Enjoyed your classifications and definitions.
Cheers
Myows: That is excellent advice. I honestly had no idea that resource existed. Thanks for posting the info.
In your last The Pirate link, I have had a similar experience with someone copying work linked to my server / host. I had simply been a gaia profile theme designer (css designs with my own image host) for gaia gold, and she had implemented the design and never paid the gaia gold, in fact they said they didn’t know what I was talking about. So I backed up the originals and reuploaded copies of them with some watermarks that they were a “sample until profile is paid for” … they never paid and ended up changing the profile.
This is really funny!
This was absolutely hilarious. Well done.
If you like this, you might like this to:
http://redwing.hutman.net/~mreed/warriorshtm/artfuldodger.htm
(The “I Liked This Better When I Read It At…” Guy)
ROFL @ “The Dating Site For People Who Take Viagra Spambot”
Hey Jason!
You mean, “YOU’RE doing it wrong”
I just can’t help myself…how can EIGHT people resist pointing that out
Let’s see, where would Mr. glefkhlqewjrqwerjh who has http://www.qwkfjwe.ru and email address df2?=@qwkfjwe.ru who has wertiweriputowi to say as a comment fall under?

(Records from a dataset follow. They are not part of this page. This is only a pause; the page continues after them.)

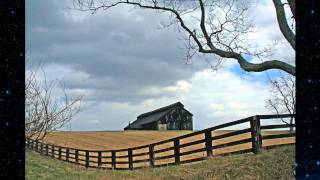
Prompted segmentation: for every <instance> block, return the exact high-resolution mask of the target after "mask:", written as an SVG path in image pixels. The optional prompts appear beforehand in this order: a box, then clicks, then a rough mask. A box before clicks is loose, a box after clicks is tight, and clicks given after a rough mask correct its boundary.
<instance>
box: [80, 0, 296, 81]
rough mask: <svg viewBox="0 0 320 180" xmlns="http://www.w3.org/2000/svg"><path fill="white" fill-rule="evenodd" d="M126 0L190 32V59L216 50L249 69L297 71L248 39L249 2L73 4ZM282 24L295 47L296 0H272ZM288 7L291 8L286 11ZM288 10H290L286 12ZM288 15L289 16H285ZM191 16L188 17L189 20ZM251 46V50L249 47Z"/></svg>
mask: <svg viewBox="0 0 320 180" xmlns="http://www.w3.org/2000/svg"><path fill="white" fill-rule="evenodd" d="M121 4H125V5H131V6H133V7H139V8H142V9H151V10H155V11H158V12H162V13H167V14H169V15H170V17H171V21H170V22H169V23H168V24H167V26H170V25H172V24H177V25H178V27H179V28H180V29H182V30H183V32H185V33H186V34H187V36H188V38H185V39H186V40H187V43H186V46H187V47H186V49H187V53H186V54H187V55H186V57H187V59H190V58H191V57H192V56H193V55H194V54H197V53H200V54H213V55H215V56H216V57H218V58H221V59H220V60H219V61H218V63H217V64H220V62H221V61H223V60H225V59H235V60H237V62H238V63H239V65H240V67H241V68H242V69H243V70H245V71H247V72H261V71H265V70H269V69H279V70H283V71H285V72H287V73H289V74H291V75H295V67H294V66H293V65H291V64H290V63H288V62H286V61H285V60H279V59H270V57H269V56H262V55H263V53H264V50H262V51H260V50H259V51H253V50H252V47H251V45H250V44H248V42H247V41H246V35H247V34H248V33H249V32H250V29H251V25H250V23H249V22H248V18H247V16H246V14H247V12H248V7H249V5H248V4H250V3H249V2H248V1H242V0H207V1H206V0H188V1H185V0H74V5H75V7H76V8H77V9H79V10H81V11H91V12H92V13H95V12H96V11H98V10H100V9H103V10H107V9H109V8H112V7H115V6H118V5H121ZM273 4H274V7H275V10H276V16H277V20H278V25H279V28H280V30H281V32H282V34H283V35H284V37H285V39H286V40H287V42H288V43H289V44H290V45H291V47H292V48H293V50H295V33H294V29H293V28H290V26H289V21H290V18H289V19H288V18H287V16H288V13H290V15H292V16H291V21H293V22H294V20H295V0H287V1H286V2H282V1H281V0H273ZM286 9H288V11H286ZM286 12H287V14H286ZM286 15H287V16H286ZM186 19H188V20H186ZM250 49H251V50H250ZM245 54H247V55H252V56H256V57H258V58H260V59H261V63H251V62H249V61H248V60H246V59H245V58H244V55H245Z"/></svg>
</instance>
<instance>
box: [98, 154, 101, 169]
mask: <svg viewBox="0 0 320 180" xmlns="http://www.w3.org/2000/svg"><path fill="white" fill-rule="evenodd" d="M98 166H101V151H99V152H98Z"/></svg>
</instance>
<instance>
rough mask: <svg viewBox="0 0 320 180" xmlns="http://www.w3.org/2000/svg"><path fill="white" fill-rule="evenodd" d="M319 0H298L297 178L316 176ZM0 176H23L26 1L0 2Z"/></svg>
mask: <svg viewBox="0 0 320 180" xmlns="http://www.w3.org/2000/svg"><path fill="white" fill-rule="evenodd" d="M317 7H320V2H319V1H298V2H297V5H296V8H297V9H296V24H297V27H296V29H297V43H296V44H297V49H296V52H297V59H296V67H297V68H296V70H297V74H296V81H297V115H296V124H297V133H296V178H297V179H317V178H320V165H319V162H320V136H319V134H318V132H320V126H319V123H318V122H319V121H320V113H319V112H320V103H319V100H318V99H319V98H320V93H319V89H320V87H319V86H320V67H319V65H320V58H319V57H320V56H319V52H320V48H319V43H320V41H319V37H320V28H319V25H318V23H316V22H317V20H318V19H320V16H319V15H320V13H319V12H320V11H319V10H318V8H317ZM0 17H1V21H0V22H1V24H0V35H1V36H0V69H1V71H0V137H1V138H0V155H1V156H0V177H4V176H13V177H15V178H14V179H24V173H25V170H24V160H25V154H24V141H25V137H24V78H25V77H24V76H25V75H24V74H25V63H24V62H25V60H24V59H25V55H24V51H25V2H24V1H22V0H15V1H14V0H7V1H1V3H0Z"/></svg>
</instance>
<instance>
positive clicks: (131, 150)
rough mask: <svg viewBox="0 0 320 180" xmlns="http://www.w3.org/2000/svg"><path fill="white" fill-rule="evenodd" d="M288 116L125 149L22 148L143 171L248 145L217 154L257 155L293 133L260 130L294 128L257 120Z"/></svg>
mask: <svg viewBox="0 0 320 180" xmlns="http://www.w3.org/2000/svg"><path fill="white" fill-rule="evenodd" d="M291 117H292V118H293V117H294V116H293V115H289V114H283V115H256V116H252V117H248V118H245V119H241V120H237V121H233V122H229V123H225V124H222V125H218V126H215V127H211V128H207V129H204V130H201V131H196V132H193V133H190V134H186V135H182V136H179V137H176V138H171V139H167V140H164V141H160V142H156V143H152V144H148V145H144V146H138V147H132V148H129V149H117V150H104V151H100V150H86V149H76V148H69V147H61V146H57V145H53V144H45V143H42V142H40V141H34V140H32V139H27V140H26V147H27V148H28V149H32V150H35V151H36V152H39V153H40V154H42V155H46V156H51V157H53V158H57V159H59V160H63V161H67V162H70V163H76V164H79V165H83V166H85V167H87V168H88V167H92V168H102V169H116V170H129V169H130V170H132V169H138V168H143V167H146V166H151V167H160V166H168V165H178V164H185V163H191V162H196V161H202V160H205V159H207V158H208V157H210V156H214V155H217V154H215V153H213V151H215V150H218V149H221V148H226V147H231V146H236V145H241V144H249V145H250V146H246V147H249V148H244V149H241V150H236V151H232V152H227V153H225V152H224V153H220V154H219V155H225V154H236V153H249V152H253V153H255V154H257V153H259V152H261V150H262V148H265V147H266V148H268V147H272V146H274V145H271V146H263V141H264V140H271V139H279V138H288V137H295V133H281V134H269V135H262V133H261V132H262V130H270V129H277V128H288V127H295V125H294V124H293V125H289V124H277V125H262V126H261V125H260V122H261V120H266V119H276V118H291ZM243 123H250V128H246V129H242V130H236V131H231V132H227V133H225V134H220V135H217V136H212V134H213V131H215V130H220V129H222V128H226V127H230V126H234V125H239V124H243ZM241 134H248V135H249V136H248V138H244V139H240V140H236V141H232V142H227V143H220V144H216V142H217V141H219V140H220V141H221V139H223V138H228V137H232V136H237V135H241ZM195 136H201V137H202V138H201V139H199V140H192V141H191V142H190V141H189V142H186V143H183V141H184V140H185V139H187V138H192V137H195ZM223 142H224V141H223ZM200 144H202V145H203V146H199V145H200ZM289 144H294V143H289ZM195 145H196V146H195ZM278 145H279V144H278ZM188 147H195V148H189V150H188ZM199 147H200V148H199ZM190 149H191V150H190ZM196 153H202V156H200V157H199V156H190V155H193V154H196ZM160 154H162V156H160ZM188 155H189V158H183V157H184V156H188Z"/></svg>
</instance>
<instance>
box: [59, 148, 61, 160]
mask: <svg viewBox="0 0 320 180" xmlns="http://www.w3.org/2000/svg"><path fill="white" fill-rule="evenodd" d="M59 159H61V147H60V146H59Z"/></svg>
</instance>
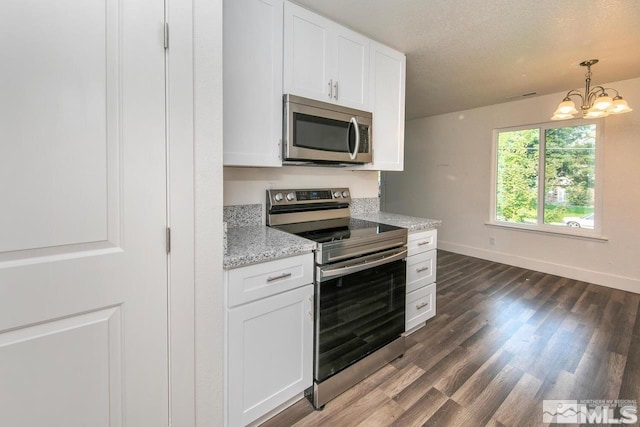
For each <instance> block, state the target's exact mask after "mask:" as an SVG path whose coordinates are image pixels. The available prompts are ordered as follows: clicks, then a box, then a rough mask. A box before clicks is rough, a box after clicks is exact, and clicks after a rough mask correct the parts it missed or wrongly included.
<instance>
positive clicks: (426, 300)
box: [405, 283, 436, 331]
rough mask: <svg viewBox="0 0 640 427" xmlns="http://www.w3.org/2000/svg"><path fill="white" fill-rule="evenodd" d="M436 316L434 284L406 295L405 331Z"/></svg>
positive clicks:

The Illiterate Self Promoter?
I shared this on Twitter but had to catch my breath from laughing so hard before I could type a comment! This is flat out the funniest post I’ve read in a long time that perfectly nails the blogging experience. Thanks for the mid-week levity. It was so awesome to read a post that had nothing to do with the crummy economy and that made me laugh out loud for real.
I got hit by the firestarter, but it wasn’t even in a blog. It was on Yahoo! Answers, and I swear it was the most infantile behavior I have ever been subject to. I actually got reamed by a perfect stranger for being curious as to whether or not Patrick Swayze and his wife have children and why or why not. She was so nasty I reported her, and then I blocked her and it went no further. That doesn’t even fall into the category of people who just really want to start stuff, though. It was just nuts. It made me fear for my life when I think about being bored and surfing the internet, lol.
After reading this article. I’m afraid to post comments
I swear I red every single word in it. And I post one line appreciation comments to show my appreciation to for the people who work hard to prepare the articles.
and about “Typo police” Is it bad pointing out something is not right. So that it will be easier to the other readers without a typo :/
Thanks for the laugh. You have seriously nailed these types. I have the most sympathy for the kindly self-promoter because that’s exactly the kind of mistake my well-meaning but clueless mother would make. On the other hand, the other folks are doing it on purpose and need to be ridiculed more often.